De nombreux adolescents ou jeunes adultes prennent le virage alimentaire radical. Au risque d'inquiéter leur entourage

«Quand je suis devenue végane, il y a quatre ans, il m’a semblé que c’était un bouleversement total pour mes parents, par rapport à tout ce qu’ils m’avaient transmis sur le plan culinaire, se rappelle Luisa, 32 ans, fondatrice du webzine VeggieRomandie.ch.

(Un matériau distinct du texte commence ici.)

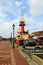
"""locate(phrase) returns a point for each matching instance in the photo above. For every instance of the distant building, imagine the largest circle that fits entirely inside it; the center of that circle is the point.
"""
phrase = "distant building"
(0, 38)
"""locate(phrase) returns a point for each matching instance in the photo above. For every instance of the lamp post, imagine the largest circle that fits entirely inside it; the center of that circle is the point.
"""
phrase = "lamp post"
(13, 34)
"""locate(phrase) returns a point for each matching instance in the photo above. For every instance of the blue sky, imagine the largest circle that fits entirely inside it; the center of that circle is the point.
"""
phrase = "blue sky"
(10, 12)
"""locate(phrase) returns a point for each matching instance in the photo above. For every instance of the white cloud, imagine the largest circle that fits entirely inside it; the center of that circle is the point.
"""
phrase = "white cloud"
(18, 3)
(36, 7)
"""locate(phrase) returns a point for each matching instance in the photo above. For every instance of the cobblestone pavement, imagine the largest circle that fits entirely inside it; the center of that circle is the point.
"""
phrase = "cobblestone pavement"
(10, 56)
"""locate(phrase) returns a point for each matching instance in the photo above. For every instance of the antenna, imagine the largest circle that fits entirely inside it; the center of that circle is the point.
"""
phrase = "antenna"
(22, 16)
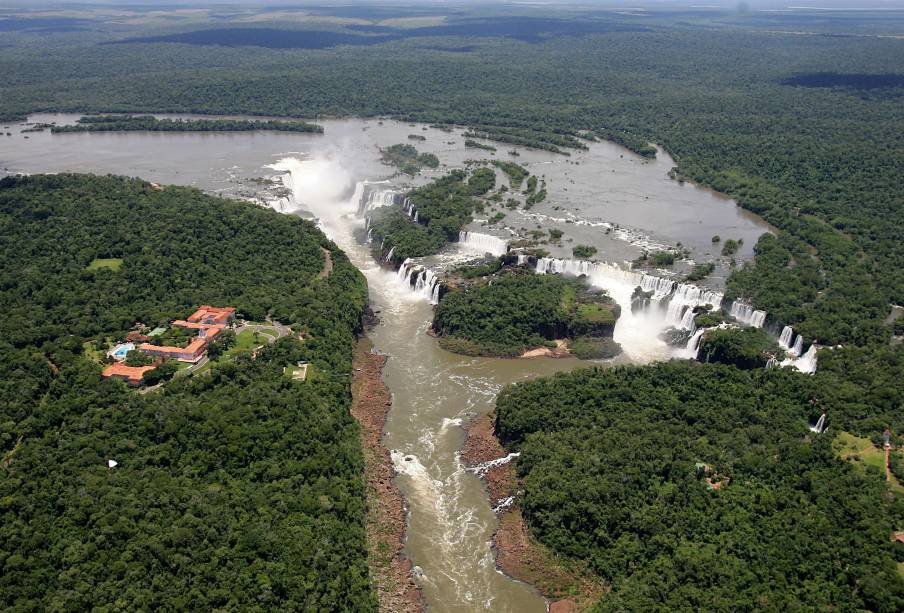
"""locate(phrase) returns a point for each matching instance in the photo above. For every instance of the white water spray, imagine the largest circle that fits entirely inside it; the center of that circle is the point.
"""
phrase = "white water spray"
(483, 243)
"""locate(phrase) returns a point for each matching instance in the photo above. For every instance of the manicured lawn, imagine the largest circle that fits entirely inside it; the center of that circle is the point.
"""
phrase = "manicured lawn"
(858, 448)
(113, 264)
(245, 341)
(92, 352)
(863, 452)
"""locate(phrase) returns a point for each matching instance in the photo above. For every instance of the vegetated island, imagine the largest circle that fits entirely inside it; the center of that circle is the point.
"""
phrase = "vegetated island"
(133, 123)
(236, 488)
(702, 486)
(435, 215)
(408, 159)
(505, 310)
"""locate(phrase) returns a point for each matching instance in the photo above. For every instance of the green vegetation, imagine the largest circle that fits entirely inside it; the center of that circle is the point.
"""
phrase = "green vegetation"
(444, 207)
(534, 198)
(594, 348)
(534, 138)
(700, 272)
(481, 181)
(628, 500)
(164, 372)
(515, 172)
(741, 347)
(138, 358)
(708, 320)
(584, 251)
(473, 144)
(109, 263)
(656, 258)
(408, 160)
(127, 123)
(236, 490)
(511, 311)
(818, 159)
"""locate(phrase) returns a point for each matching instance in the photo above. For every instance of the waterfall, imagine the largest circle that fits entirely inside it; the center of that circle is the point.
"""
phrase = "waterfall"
(421, 280)
(747, 315)
(376, 199)
(408, 208)
(785, 338)
(791, 344)
(692, 350)
(638, 330)
(805, 363)
(820, 426)
(798, 346)
(484, 243)
(687, 320)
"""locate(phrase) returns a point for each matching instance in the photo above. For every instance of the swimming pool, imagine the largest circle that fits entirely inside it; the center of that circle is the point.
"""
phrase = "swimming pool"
(119, 352)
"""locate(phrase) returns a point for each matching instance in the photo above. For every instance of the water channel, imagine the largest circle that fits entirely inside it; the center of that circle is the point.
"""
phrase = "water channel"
(434, 392)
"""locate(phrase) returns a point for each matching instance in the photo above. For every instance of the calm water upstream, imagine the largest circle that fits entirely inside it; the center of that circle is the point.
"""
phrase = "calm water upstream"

En plus d’être inquiets pour ma santé, ils craignaient que certaines traditions familiales se perdent, comme la dinde de Noël pour ma mère qui est Anglaise, ou les lasagnes et spaghettis-boulettes de viande pour mon père italien.»

Comme Luisa, de nombreux adolescents ou jeunes adultes prennent aujourd’hui le virage alimentaire radical consistant à ne plus consommer de produits issus des animaux ou de leur exploitation, principalement par convictions écologiques ou éthiques. Selon la Société suisse de nutrition (SSN), entre 2,5 et 3% de la population suisse suivrait un régime végétarien. Parmi eux, 1 sur 10 serait végétalien, soit environ 26  000 personnes. Des chiffres sans doute légèrement sous-évalués en regard de la vague végane qui se propage depuis quelques années sur les réseaux sociaux et les sites internet spécialisés.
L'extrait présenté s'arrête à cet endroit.